Kalabalıklara sığ bir havuzun içinde oturduklarını söylemeyecektiniz.

Ve, onlara gerçek okyanuslardan asla söz etmeyecektiniz.

Ne zihinsel ne de duygusal okyanusları görmekten hoşlanıyorlardı.

El birliğiyle oluşturdukları yapay bir insan tipi vardı, ahlaklı, dürüst, neredeyse cinsellik dışı, kurallara saygılı tuhaf bir yaratık.

Bu ‘yaratığın’ ölçülerinin dışına çıkılmayacaktı.

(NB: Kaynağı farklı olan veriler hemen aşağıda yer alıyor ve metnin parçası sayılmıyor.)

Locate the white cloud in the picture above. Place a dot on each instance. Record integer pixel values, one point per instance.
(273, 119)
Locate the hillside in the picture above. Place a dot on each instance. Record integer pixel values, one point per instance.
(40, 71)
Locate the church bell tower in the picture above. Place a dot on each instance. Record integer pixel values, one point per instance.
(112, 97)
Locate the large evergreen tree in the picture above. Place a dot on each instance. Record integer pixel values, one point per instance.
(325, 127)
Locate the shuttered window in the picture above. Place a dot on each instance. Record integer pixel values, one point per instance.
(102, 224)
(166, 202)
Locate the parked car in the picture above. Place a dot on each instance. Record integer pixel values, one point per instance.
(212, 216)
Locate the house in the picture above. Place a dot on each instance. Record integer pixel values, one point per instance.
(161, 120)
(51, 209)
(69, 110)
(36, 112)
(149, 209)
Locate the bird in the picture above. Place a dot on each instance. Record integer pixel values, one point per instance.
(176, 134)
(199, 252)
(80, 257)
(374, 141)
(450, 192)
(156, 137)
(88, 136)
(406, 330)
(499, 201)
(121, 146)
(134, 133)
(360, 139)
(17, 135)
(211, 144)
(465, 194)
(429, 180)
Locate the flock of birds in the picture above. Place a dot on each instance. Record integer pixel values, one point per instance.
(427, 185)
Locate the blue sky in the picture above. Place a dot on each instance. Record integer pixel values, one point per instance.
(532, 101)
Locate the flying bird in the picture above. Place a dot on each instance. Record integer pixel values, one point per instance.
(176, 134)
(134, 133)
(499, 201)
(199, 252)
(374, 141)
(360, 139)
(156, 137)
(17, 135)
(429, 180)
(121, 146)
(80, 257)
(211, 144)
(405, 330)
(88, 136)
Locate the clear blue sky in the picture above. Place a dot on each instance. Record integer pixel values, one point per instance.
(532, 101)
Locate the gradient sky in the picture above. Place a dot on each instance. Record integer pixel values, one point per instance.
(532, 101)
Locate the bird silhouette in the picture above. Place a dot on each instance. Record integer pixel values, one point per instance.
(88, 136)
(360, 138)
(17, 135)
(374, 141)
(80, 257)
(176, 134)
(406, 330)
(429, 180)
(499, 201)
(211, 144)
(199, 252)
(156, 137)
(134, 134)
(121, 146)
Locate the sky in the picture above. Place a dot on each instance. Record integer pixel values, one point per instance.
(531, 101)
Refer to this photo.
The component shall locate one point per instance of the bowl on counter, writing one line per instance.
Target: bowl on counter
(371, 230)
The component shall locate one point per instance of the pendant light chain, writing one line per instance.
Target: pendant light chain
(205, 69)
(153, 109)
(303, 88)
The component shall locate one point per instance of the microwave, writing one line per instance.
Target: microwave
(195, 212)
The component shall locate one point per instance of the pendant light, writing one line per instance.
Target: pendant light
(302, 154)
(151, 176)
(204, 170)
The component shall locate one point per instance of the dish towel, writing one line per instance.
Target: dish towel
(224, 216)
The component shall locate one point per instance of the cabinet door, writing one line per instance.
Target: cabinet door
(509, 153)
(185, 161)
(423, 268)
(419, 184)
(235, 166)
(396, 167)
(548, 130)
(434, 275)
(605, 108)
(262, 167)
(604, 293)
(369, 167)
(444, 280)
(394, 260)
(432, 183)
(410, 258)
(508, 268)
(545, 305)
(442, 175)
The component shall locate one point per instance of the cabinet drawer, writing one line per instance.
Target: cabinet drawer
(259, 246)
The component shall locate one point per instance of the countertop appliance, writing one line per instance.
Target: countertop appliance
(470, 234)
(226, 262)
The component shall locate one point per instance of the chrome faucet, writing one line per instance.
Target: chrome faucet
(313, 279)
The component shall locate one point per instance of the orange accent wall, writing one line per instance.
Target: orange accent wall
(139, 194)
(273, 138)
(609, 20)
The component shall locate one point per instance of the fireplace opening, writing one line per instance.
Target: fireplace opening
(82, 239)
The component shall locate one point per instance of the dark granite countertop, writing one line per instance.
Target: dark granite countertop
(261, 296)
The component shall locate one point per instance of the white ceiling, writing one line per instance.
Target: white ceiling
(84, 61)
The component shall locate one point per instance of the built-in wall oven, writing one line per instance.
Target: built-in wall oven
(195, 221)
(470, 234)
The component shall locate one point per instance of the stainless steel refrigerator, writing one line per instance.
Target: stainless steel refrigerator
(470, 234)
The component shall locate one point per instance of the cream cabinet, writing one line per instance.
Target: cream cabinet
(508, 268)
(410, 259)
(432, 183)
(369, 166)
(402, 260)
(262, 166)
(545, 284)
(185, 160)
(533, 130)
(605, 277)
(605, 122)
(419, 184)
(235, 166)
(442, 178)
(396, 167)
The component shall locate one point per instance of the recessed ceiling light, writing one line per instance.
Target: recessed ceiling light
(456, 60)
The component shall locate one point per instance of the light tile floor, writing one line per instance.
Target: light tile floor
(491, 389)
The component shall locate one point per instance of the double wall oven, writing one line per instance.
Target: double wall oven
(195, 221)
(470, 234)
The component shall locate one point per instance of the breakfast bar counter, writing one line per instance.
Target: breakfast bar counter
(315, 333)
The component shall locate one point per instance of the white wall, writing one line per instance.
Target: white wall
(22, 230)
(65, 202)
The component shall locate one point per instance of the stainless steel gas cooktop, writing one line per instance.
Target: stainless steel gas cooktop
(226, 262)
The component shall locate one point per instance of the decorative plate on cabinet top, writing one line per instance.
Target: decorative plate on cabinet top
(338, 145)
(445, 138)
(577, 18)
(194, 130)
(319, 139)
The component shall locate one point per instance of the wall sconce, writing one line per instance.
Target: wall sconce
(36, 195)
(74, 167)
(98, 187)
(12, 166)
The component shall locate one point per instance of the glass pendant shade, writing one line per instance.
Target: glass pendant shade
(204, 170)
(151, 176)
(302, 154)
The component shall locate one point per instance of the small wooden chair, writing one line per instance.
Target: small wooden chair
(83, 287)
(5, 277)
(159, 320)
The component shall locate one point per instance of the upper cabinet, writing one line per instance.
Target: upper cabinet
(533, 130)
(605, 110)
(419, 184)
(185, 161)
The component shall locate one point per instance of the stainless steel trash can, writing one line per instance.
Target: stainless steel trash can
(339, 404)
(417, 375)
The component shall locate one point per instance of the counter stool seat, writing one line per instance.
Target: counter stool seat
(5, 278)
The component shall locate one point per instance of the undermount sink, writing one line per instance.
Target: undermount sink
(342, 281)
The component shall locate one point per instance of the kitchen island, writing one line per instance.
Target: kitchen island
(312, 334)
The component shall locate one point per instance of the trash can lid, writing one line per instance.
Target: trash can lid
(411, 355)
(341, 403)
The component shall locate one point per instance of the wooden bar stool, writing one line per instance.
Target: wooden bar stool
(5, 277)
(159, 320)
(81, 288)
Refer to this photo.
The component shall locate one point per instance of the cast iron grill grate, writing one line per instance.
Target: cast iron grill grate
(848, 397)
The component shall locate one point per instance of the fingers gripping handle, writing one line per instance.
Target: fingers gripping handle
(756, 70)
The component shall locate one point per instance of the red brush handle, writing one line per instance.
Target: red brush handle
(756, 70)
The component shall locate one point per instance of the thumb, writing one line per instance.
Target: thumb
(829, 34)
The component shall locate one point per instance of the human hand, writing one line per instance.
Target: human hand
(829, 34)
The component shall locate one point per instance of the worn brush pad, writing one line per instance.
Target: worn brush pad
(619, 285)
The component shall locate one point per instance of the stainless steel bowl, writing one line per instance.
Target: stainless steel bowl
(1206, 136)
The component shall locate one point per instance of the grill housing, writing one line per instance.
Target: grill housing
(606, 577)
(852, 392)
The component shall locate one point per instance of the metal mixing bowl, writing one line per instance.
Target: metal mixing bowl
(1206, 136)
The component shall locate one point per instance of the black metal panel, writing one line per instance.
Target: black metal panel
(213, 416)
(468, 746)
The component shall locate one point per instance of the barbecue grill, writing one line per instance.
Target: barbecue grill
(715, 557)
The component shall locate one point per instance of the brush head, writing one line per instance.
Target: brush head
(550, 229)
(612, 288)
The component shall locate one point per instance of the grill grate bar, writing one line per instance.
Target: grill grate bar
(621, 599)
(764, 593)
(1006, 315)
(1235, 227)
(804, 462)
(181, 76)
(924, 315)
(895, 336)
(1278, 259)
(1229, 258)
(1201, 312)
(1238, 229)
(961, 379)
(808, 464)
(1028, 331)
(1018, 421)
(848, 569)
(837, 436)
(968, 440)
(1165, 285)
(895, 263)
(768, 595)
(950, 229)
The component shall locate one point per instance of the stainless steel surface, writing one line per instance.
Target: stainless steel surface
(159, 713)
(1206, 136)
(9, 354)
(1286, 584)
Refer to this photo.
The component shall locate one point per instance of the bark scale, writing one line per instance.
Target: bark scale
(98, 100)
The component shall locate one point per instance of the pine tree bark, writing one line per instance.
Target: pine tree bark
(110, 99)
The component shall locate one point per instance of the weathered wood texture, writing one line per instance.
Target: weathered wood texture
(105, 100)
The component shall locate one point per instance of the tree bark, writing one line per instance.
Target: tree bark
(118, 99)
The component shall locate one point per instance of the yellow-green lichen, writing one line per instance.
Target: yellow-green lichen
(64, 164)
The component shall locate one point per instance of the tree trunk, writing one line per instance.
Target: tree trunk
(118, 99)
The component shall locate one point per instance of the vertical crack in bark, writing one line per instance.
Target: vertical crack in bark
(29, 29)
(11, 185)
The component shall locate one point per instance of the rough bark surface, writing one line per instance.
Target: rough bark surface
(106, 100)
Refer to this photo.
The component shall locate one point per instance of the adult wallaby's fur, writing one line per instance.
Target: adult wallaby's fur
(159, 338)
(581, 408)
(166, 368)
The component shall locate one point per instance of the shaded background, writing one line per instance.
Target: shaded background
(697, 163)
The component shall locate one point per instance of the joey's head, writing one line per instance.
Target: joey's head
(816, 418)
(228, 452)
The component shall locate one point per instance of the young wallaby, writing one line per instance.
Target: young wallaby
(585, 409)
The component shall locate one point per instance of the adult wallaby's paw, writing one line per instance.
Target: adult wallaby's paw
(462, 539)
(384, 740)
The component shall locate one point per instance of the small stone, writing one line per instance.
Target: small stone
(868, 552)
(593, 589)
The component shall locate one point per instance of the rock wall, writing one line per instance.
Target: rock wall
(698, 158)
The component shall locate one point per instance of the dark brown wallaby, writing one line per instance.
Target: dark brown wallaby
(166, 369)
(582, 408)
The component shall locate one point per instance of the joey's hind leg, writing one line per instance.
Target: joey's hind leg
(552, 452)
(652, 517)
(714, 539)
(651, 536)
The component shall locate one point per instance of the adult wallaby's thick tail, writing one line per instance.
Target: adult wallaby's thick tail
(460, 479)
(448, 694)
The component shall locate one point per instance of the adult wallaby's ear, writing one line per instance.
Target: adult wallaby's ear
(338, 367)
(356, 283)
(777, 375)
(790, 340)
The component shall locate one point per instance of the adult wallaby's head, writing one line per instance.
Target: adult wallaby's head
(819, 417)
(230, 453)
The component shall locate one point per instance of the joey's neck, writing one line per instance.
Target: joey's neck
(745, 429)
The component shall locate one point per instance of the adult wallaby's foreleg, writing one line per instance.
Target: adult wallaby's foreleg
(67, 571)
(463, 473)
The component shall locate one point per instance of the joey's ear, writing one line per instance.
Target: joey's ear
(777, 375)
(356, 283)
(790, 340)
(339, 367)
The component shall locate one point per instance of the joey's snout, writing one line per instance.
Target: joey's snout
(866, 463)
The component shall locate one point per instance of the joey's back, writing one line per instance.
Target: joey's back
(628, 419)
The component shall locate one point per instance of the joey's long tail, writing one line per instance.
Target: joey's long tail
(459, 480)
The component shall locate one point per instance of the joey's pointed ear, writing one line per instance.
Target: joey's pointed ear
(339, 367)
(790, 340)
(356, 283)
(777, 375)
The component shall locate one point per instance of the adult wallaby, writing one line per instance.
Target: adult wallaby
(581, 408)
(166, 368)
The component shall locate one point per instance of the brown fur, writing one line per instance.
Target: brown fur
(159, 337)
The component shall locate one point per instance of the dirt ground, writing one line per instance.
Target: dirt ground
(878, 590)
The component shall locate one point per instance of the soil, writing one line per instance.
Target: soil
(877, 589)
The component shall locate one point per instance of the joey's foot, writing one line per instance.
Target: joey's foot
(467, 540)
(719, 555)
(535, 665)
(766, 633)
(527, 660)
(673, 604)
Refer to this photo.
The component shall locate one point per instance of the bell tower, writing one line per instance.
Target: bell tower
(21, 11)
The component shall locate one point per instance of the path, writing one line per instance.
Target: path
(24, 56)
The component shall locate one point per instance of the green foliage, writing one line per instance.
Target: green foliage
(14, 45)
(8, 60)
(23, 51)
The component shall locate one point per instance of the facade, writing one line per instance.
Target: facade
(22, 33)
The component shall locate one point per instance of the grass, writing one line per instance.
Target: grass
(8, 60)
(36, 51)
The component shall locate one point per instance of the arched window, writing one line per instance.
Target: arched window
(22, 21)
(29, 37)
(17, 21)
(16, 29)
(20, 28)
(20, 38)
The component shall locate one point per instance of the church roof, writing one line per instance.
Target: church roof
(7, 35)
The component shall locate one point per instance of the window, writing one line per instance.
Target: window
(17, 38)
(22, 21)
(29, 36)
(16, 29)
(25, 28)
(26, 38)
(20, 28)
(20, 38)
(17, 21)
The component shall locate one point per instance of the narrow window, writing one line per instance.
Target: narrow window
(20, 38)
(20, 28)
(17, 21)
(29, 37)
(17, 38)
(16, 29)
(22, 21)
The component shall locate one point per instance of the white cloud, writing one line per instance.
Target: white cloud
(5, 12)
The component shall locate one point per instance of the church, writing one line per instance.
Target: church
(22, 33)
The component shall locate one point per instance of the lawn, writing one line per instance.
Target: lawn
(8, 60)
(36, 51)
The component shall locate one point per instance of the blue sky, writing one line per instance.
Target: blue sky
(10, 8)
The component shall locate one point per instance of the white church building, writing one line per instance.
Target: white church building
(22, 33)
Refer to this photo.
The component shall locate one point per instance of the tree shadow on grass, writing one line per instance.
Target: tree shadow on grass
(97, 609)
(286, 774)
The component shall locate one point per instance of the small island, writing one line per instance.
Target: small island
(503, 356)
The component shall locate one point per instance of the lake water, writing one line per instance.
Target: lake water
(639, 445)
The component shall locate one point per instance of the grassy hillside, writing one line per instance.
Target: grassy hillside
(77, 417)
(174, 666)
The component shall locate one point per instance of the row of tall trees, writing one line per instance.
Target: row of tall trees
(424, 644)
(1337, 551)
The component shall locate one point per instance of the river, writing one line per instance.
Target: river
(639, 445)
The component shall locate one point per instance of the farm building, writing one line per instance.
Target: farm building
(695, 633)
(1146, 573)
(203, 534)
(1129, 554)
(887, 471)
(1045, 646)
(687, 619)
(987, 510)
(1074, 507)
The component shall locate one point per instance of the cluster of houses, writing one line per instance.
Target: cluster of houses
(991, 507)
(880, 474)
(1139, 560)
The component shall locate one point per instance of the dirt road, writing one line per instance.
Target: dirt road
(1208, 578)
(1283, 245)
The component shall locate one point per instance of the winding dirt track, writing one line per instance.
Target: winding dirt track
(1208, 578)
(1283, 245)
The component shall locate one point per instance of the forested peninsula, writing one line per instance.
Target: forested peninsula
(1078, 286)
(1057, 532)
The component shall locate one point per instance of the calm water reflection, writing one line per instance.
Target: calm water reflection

Bu ‘yasak’ işte yazarları deli ediyordu.

Bir kısmı insanların duygularının gizli yerlerindeki karanlık kıpırtıları anlatıp kalabalıkları görmek istemedikleri bir derinlikle karşı karşıya bırakırken, bir kısmı da doğrudan insanların ezberlenmiş davranış biçimlerine, sıkıcı ahlak kalıplarına saldırıyordu.

Charles Bukowski bu ikincilerdendi.

‘Kanun sevmem, ahlak sevmem, din sevmem, kural sevmem,’ diyordu.

‘İyi işleri olan sinek kaydı tıraşlı, kravatlı tiplerden’ de hoşlanmıyordu.

Kimlerden hoşlanıyordu peki?

‘Ümitsiz adamları severim, dişleri kırık, usları kırık, yolları kırık adamları. Adi kadınlardan hoşlanırım.’

Ve, şöyle şeyler yazıyordu.

‘ - Orada oturmuş neden Margie ile birlikte olduğumu düşünüyorsun değil mi, dallama?

Cevap vermedim.

- Yatakta müthiştir, diye devam etti, St Louis’nin batısından bu yana onun gibi düzüşene rastlamadım.’

Sevdikleri, sevmedikleri ve yazdıklarıyla insanların oluşturdukları o totemlere, yapaylıklara, anlamsızlıklara saldırıyordu.

Kırık bir cam parçasıyla teneke parçasını çizer gibi çıkardığı seslerle insanların içini karıncalandırıyor, onları huzursuz ediyordu.

Herkes kazananları alkışlarken o insanlara ‘kaybedenlerin okyanusunu’, oradaki karanlığı, öfkeyi gösteriyordu.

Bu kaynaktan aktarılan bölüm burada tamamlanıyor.